Un jour, il remarque une belle jeune femme qui disparaît dans une rue adjacente.

Il est subjugué et va tout faire pour la retrouver.

Mais lorsqu’il la retrouve, elle oublie dans sa voiture une clef USB qui va valoir beaucoup d’ennui à Li.

Il y a quelques décennies, le sujet aurait pu être la base d’un thriller palpitant : un jeune géomètre tombe amoureux fou d’une jeune fille qu’il a croisée, mais la jeune fille travaille dans un milieu « sensible » et le jeune amoureux se piège lui-même et se retrouve soupçonné d’espionnage.

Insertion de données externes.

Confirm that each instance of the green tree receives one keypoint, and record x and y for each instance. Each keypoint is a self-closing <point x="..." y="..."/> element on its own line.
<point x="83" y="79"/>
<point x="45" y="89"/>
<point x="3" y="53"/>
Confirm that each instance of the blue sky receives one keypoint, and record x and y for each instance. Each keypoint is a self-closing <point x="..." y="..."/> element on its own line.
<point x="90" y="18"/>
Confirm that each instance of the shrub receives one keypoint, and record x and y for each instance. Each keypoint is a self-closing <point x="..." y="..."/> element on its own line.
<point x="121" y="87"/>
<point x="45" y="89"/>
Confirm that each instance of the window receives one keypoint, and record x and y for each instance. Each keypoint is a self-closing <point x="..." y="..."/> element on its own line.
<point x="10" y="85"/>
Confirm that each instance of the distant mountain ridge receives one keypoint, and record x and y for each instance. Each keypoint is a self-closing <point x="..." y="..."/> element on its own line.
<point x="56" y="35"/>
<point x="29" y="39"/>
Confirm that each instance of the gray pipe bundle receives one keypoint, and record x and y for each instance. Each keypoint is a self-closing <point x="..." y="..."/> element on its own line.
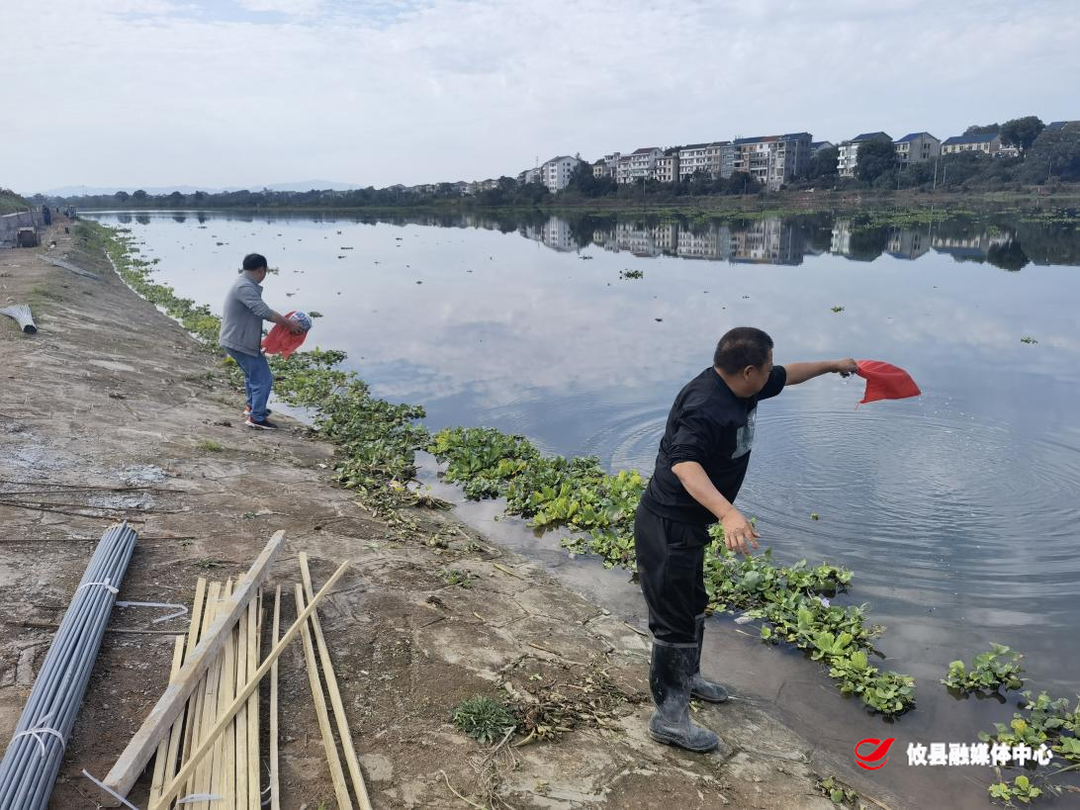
<point x="34" y="755"/>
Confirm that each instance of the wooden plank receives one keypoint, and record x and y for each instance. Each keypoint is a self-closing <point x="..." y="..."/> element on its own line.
<point x="175" y="737"/>
<point x="225" y="765"/>
<point x="240" y="727"/>
<point x="342" y="723"/>
<point x="173" y="790"/>
<point x="204" y="775"/>
<point x="191" y="733"/>
<point x="254" y="777"/>
<point x="162" y="756"/>
<point x="337" y="775"/>
<point x="274" y="778"/>
<point x="207" y="701"/>
<point x="125" y="771"/>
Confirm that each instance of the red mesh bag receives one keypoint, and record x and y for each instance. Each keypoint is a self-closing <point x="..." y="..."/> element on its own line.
<point x="885" y="381"/>
<point x="281" y="340"/>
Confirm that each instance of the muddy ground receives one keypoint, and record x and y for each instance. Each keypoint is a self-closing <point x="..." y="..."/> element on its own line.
<point x="112" y="393"/>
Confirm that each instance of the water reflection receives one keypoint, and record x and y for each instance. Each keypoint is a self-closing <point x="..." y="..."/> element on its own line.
<point x="1008" y="244"/>
<point x="958" y="510"/>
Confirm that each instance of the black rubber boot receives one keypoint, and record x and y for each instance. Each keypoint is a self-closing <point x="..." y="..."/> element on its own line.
<point x="699" y="687"/>
<point x="670" y="682"/>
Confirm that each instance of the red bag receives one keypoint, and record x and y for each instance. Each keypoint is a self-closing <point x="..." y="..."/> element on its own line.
<point x="281" y="340"/>
<point x="885" y="381"/>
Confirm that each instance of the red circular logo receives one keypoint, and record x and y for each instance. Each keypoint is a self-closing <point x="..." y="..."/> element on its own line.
<point x="876" y="758"/>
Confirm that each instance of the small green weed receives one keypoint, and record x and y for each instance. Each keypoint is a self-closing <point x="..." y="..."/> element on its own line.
<point x="455" y="577"/>
<point x="1021" y="788"/>
<point x="838" y="793"/>
<point x="989" y="671"/>
<point x="483" y="719"/>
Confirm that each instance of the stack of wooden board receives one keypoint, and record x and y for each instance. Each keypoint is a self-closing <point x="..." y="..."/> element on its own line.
<point x="204" y="728"/>
<point x="231" y="772"/>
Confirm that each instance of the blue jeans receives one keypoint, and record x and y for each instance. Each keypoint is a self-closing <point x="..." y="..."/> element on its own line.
<point x="257" y="381"/>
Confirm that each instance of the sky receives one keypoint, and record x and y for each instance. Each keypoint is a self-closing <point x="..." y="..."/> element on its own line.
<point x="245" y="93"/>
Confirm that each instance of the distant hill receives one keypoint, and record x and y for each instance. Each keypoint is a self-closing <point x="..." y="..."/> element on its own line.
<point x="10" y="202"/>
<point x="299" y="186"/>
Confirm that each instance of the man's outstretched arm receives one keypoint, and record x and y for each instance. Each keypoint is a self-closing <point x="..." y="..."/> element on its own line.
<point x="801" y="372"/>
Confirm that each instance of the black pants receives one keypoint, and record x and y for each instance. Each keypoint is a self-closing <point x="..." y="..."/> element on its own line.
<point x="671" y="558"/>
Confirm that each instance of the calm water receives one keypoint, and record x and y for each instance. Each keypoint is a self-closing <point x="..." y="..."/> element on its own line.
<point x="958" y="511"/>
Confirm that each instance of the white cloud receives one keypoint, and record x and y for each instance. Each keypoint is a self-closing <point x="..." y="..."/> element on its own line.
<point x="153" y="93"/>
<point x="295" y="8"/>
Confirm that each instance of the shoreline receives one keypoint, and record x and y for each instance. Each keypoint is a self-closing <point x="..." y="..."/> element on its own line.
<point x="110" y="383"/>
<point x="778" y="203"/>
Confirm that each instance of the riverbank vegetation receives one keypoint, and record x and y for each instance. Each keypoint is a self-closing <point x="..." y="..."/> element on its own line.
<point x="11" y="203"/>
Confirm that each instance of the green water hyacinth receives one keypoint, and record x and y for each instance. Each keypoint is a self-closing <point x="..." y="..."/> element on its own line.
<point x="576" y="494"/>
<point x="377" y="440"/>
<point x="989" y="672"/>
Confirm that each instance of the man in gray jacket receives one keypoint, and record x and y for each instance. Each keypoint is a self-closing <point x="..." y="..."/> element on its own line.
<point x="242" y="319"/>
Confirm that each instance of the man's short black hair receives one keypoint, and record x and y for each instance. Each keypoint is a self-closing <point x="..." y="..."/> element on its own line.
<point x="255" y="261"/>
<point x="741" y="347"/>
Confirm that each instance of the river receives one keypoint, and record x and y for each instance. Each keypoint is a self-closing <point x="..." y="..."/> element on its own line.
<point x="957" y="511"/>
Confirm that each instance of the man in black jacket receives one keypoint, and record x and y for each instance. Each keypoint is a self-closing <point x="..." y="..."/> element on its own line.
<point x="701" y="464"/>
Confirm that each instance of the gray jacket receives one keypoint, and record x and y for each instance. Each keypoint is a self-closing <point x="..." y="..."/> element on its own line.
<point x="242" y="316"/>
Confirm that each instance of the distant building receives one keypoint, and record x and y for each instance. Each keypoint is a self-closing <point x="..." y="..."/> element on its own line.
<point x="555" y="173"/>
<point x="607" y="165"/>
<point x="1058" y="125"/>
<point x="772" y="160"/>
<point x="988" y="144"/>
<point x="917" y="147"/>
<point x="848" y="158"/>
<point x="639" y="163"/>
<point x="704" y="158"/>
<point x="665" y="169"/>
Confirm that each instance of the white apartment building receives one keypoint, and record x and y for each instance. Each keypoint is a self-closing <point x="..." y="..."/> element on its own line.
<point x="555" y="174"/>
<point x="700" y="158"/>
<point x="639" y="163"/>
<point x="849" y="152"/>
<point x="917" y="147"/>
<point x="666" y="169"/>
<point x="607" y="165"/>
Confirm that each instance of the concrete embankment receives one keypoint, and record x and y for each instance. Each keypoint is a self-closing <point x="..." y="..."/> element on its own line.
<point x="112" y="395"/>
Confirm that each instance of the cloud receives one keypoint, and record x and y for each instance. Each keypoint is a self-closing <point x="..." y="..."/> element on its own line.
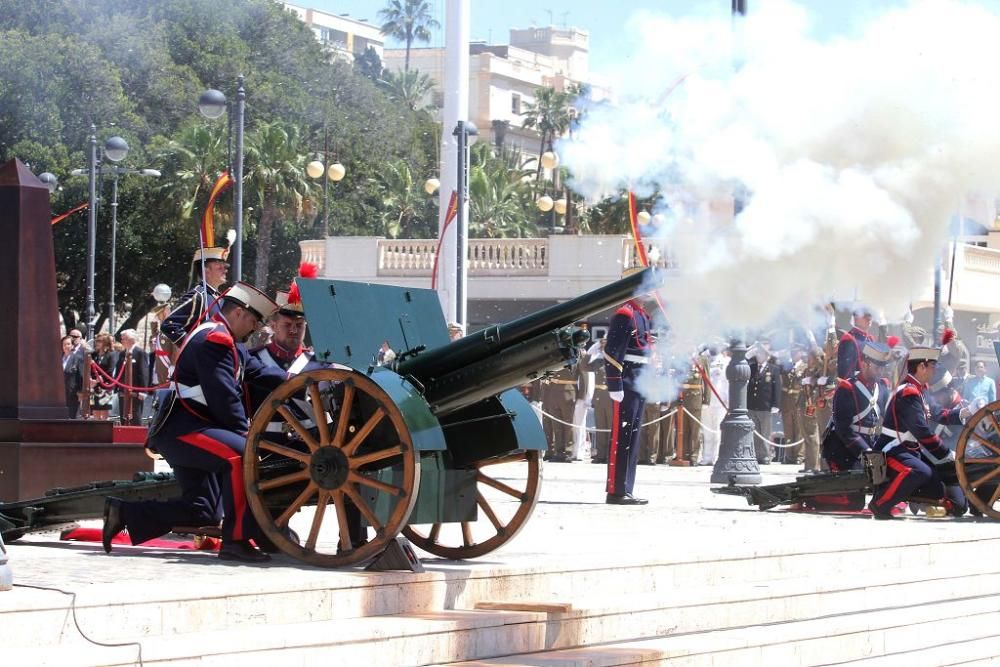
<point x="854" y="151"/>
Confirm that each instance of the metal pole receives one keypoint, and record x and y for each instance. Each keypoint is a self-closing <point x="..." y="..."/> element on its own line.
<point x="462" y="230"/>
<point x="737" y="460"/>
<point x="456" y="108"/>
<point x="91" y="230"/>
<point x="241" y="97"/>
<point x="114" y="243"/>
<point x="936" y="334"/>
<point x="326" y="181"/>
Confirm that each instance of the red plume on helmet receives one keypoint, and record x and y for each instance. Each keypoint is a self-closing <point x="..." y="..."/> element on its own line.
<point x="306" y="270"/>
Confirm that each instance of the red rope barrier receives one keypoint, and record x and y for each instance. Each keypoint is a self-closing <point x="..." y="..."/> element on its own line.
<point x="113" y="382"/>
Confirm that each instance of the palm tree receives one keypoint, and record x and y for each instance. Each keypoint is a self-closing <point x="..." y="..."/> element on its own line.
<point x="402" y="198"/>
<point x="193" y="161"/>
<point x="407" y="87"/>
<point x="550" y="114"/>
<point x="408" y="21"/>
<point x="276" y="185"/>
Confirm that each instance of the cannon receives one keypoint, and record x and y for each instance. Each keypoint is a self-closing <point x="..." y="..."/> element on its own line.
<point x="976" y="469"/>
<point x="433" y="441"/>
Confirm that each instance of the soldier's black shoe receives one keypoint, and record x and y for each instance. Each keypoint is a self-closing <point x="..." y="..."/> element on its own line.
<point x="627" y="499"/>
<point x="242" y="551"/>
<point x="114" y="523"/>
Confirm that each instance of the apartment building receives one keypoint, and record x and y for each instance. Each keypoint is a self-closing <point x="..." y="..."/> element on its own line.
<point x="503" y="78"/>
<point x="345" y="37"/>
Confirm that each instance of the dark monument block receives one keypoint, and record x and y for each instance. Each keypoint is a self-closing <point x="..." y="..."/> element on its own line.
<point x="39" y="447"/>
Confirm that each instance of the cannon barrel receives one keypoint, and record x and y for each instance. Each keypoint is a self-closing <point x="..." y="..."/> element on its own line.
<point x="505" y="355"/>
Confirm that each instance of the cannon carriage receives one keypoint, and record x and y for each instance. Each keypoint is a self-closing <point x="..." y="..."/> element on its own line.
<point x="433" y="441"/>
<point x="976" y="469"/>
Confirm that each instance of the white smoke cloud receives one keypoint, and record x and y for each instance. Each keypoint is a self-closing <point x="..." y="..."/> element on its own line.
<point x="856" y="151"/>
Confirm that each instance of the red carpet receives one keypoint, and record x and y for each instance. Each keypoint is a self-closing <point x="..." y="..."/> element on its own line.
<point x="180" y="542"/>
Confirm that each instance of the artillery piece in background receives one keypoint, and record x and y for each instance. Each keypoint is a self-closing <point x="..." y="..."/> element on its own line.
<point x="976" y="469"/>
<point x="367" y="451"/>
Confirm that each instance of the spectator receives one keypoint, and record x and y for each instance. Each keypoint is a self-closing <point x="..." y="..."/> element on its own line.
<point x="72" y="377"/>
<point x="133" y="369"/>
<point x="980" y="386"/>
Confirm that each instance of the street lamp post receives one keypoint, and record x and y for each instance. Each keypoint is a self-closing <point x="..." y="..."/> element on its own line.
<point x="91" y="229"/>
<point x="737" y="461"/>
<point x="335" y="172"/>
<point x="212" y="104"/>
<point x="115" y="150"/>
<point x="465" y="133"/>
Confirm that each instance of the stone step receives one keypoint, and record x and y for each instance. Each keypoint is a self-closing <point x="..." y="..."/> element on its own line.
<point x="945" y="633"/>
<point x="281" y="595"/>
<point x="746" y="624"/>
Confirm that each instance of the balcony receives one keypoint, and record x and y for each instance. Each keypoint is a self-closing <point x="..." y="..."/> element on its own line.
<point x="554" y="268"/>
<point x="537" y="272"/>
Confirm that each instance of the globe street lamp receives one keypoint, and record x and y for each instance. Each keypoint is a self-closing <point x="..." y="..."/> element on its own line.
<point x="466" y="134"/>
<point x="212" y="104"/>
<point x="115" y="150"/>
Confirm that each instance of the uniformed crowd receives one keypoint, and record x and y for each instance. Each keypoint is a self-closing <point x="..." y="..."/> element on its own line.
<point x="833" y="401"/>
<point x="576" y="409"/>
<point x="203" y="415"/>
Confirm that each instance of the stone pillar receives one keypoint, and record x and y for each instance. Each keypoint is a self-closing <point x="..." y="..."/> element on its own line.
<point x="6" y="576"/>
<point x="737" y="462"/>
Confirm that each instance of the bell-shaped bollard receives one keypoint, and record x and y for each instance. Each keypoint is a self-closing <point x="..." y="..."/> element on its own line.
<point x="6" y="576"/>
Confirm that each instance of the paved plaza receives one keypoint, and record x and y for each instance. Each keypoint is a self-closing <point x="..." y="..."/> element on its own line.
<point x="693" y="578"/>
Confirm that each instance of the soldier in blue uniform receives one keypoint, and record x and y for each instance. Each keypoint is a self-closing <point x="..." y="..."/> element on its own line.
<point x="910" y="444"/>
<point x="849" y="356"/>
<point x="625" y="355"/>
<point x="190" y="310"/>
<point x="203" y="434"/>
<point x="858" y="407"/>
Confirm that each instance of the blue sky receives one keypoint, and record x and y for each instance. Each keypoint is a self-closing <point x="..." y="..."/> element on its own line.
<point x="604" y="19"/>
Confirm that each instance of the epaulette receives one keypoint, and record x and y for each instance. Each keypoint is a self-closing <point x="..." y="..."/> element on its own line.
<point x="624" y="309"/>
<point x="220" y="337"/>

Dans une « démocratie » du type Chine Populaire, on peut imaginer que tout cela peut vous mener loin !

Malheureusement, Vivian Qu filme comme on filme aujourd’hui (Quelle horreur ! Je commence à avoir des discours de vieux con !), en délitant l’action et en la plombant de plans qui se veulent sur-signifiants et ne sont qu’exagérément étirés, même si on peut reconnaître à la jeune cinéaste un certain savoir faire.

Mais l’intérêt tombe rapidement devant ces longs plans inutiles, voire incongrus (certains plans de coupes sont entièrement indépendants du contexte) et il y a même des séquences entières dont on se demande si elles n’ont pas été prises d’un autre film et montées là par erreur.